$30
CSC263 Problem Set 1
Instructions
• Your problem sets are graded on both correctness and clarity of communication. Solutions that
are technically correct but poorly written will not receive full marks. Please read over your
solutions carefully before submitting them.
• Each problem set may be completed as an individual or in a group of two students. Partners do
not need to be registered in the same section of the course.
• Solutions must be typeset electronically, and submitted to MarkUs as a PDF with the correct
filename. This filename is ps1.pdf for Problem Set 1. Handwritten submissions will receive
a grade of zero.
• Your submitted file should not be larger than 9MB. Your file might exceed this limit if you use
a word processor like Microsoft Word to create a PDF; if it does, you should look into PDF
compression tools to make your PDF smaller, although please make sure that your PDF is still
legible before submitting!
• The work you submit must be that of your group; you may not use or copy from the work of
other groups, or from external sources like websites or textbooks.
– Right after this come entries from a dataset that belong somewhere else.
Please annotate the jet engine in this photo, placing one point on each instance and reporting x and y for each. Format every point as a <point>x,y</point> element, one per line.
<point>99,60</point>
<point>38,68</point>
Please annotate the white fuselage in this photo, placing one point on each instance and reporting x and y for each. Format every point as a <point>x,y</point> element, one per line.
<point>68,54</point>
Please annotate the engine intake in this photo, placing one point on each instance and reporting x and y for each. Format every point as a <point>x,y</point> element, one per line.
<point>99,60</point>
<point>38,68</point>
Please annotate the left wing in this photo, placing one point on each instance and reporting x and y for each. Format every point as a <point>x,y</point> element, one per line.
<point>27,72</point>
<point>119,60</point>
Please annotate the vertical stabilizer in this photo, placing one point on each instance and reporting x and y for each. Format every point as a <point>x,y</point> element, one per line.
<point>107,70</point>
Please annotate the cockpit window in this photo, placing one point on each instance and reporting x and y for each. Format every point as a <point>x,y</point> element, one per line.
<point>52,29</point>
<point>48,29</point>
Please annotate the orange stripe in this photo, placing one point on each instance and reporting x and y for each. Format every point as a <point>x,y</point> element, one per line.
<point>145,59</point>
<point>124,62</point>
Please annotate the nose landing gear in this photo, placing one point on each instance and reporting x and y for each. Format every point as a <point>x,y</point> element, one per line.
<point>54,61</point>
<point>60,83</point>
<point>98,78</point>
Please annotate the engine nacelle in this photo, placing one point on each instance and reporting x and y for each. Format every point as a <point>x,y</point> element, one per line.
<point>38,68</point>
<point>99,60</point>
We recognize that although
it should not be necessary to do so, students may wish to read a different textbook or reference
material about course topics. This is not prohibited, but you must declare it. (See the next
bullet). All the information you need has been covered in lectures and/or in our textbook.
• On the front page of your submission, you must list every source of information you used to
complete this homework (other than your lecture notes, our textbook, or conversations from office
hours or lectures). For example, indicate clearly the name of every student from another group
with whom you had any discussions, the title and sections of every textbook you consulted
(excluding the course textbook), the source of every web document you used or website you
visited (other than our own CSC263 site.)
Question 1 [5 marks]
In lecture, we analyzed the average-case runtime for the algorithm hasTwentyOne under the assumption that each element in the list was equally likely to have the value 21. Redo the analysis changing
the assumption about the inputs. Assume now that there is at most one 21 in the list and that it is
equally likely to be in any of the n positions or not in the list at all. Show your work justifying each
step and the values that you are using in your analysis.
1
Question 2 [10 marks]
In this course for this term, problem set partners do not have to come from the same course section
and students are allowed to work as individuals. In some other terms, groups were only legal if the
student was working solo or if the two partners were registered in the same section. The MarkUs
system produces a file that has one line per submission and contains the login of each partner. If the
submission is from an individual, that student’s login is listed in both places (so partner1 is partner1
and partner2.) 1 The function below determines if all groups on a MarkUs submission list are legal
according to the stricter definition from previous terms.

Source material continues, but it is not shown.